In ACS version 3.3, absolutely every request is served through a unified request processor (rpp_handler in /packages/acs-core/request-processor-procs.tcl), described in detail in the request processor documentation. We have replacement routines for ns_register_filter and ns_register_proc, called ad_register_filter and ad_register_proc respectively, which solve the first four problems:
  1. The request processor is smart enough to look inside packages to deliver files in their www and admin-www directories.
  2. ad_register_filter has a -priority flag. Filters with numerically lower priorities run before filters with numerically higher priorities.
  3. There are nifty monitoring tools under http://yourservername.com/admin/monitoring/ which let you determine which filters and procs are executed when a particular URL is requested.
  4. Procedures registered with the new API provide full stack traces in the log when something goes wrong.

We'll solve the latter two problems as soon as subcommunities are implemented for 4.0.

Important: You must use ad_register_filter and ad_register_proc rather than the corresponding ns_ calls. ns_register_filter and ns_register_proc are disabled in the release version of ACS 3.3.

Database Access API

Usage of ns_db is being phased out (although we're not deprecating ns_db yet - you can continue to use it). That's right, we're providing a new Database Access API which totally frees you from the responsibility of allocating database handles and passing them around to subroutines. For instance, instead of
set selection [ns_db select $db "select foo, bar from greeble"]
while { [ns_db getrow $db $selection] } {
    set_variables_after_query
    append output "<li>foo=$foo; bar=$bar\n"
}
ns_db releasehandle
you can now just write
db_foreach "select foo, bar from greeble" {
    append output "<li>foo=$foo; bar=$bar\n"
}
db_release_unused_handles
Not a database handle ($db) in sight; the database handles are managed and recycled for you. Don't worry, this actually does work (despite the many incredulous emails we've received): the entire package manager was written with it and works without a hitch.

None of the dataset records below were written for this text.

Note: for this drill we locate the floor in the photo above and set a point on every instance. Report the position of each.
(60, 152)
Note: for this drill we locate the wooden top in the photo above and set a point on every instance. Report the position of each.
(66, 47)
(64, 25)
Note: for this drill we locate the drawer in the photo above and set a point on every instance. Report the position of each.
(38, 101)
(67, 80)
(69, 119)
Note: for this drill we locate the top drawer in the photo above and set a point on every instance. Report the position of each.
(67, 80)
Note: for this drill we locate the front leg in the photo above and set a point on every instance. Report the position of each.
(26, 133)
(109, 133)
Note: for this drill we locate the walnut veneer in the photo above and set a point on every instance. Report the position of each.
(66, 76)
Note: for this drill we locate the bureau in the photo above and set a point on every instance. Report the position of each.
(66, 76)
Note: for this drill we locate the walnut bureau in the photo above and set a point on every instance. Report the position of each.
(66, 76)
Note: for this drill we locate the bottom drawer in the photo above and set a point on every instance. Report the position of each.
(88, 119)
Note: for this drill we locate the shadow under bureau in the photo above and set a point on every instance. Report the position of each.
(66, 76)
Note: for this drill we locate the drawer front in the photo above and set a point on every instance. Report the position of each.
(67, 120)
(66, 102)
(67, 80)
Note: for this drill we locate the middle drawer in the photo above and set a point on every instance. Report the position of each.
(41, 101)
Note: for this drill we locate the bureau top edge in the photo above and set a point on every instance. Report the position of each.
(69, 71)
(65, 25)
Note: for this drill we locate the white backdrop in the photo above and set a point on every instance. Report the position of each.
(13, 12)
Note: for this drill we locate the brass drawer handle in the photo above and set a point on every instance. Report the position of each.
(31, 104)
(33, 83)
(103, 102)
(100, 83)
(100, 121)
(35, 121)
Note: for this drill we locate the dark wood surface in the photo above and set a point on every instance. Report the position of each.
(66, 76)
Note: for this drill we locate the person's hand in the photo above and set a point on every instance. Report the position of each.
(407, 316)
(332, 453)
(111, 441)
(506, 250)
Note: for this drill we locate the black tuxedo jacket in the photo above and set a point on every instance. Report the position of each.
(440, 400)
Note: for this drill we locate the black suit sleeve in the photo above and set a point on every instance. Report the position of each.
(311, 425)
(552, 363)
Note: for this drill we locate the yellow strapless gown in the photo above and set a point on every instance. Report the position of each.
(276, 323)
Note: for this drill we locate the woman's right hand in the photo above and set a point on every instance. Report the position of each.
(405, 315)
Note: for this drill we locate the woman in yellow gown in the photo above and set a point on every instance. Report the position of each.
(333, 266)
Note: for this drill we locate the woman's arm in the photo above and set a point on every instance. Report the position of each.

See the Database Access API documentation for more information, including a discussion of why this is A Good IdeaTM.

Document API

Fare thee well, ReturnHeaders, ns_write, ns_return, and friends! From Building Documents in ACS (philg, jsalz):
Standard AOLserver programming, like CGI scripting before it, had the programmer directly writing bytes to a client browser connection. Thus from 1995 through 2000 an AOLserver programmer would build up a complete HTML page in a script and write the bytes of that page to the client either all at once with ns_return or incrementally with ns_write.

Problems with this standard old approach:

  • difficult to control style on a site-global basis via a master template
  • difficult to write a script that returns an XML document that is then rendered by a higher-level request processor (i.e., each individual script has to be aware of all possible document types that might be required by client, e.g., HTML, WML, XML, etc.)
  • easy for novice programmer to create server performance problems by calling API procedures that block in the TCP stack while holding a database handle from the pool (i.e., a script could be waiting for a client on a slow modem to accept some packets while holding a database connection from a limited pool)
The basic idea is that, in Tcl scripts, you now use doc_set_property to set the title and navigational context for a document, and doc_body_append (rather than ns_write) to build up the body for the page (leaving out the headers and footers) master template later builds a page for you, tacking on header, title, navbar, footer, etc. as appropriate in a customizable way.

Don't worry, you don't need to start using this right away. But for more details, see Building Documents in ACS.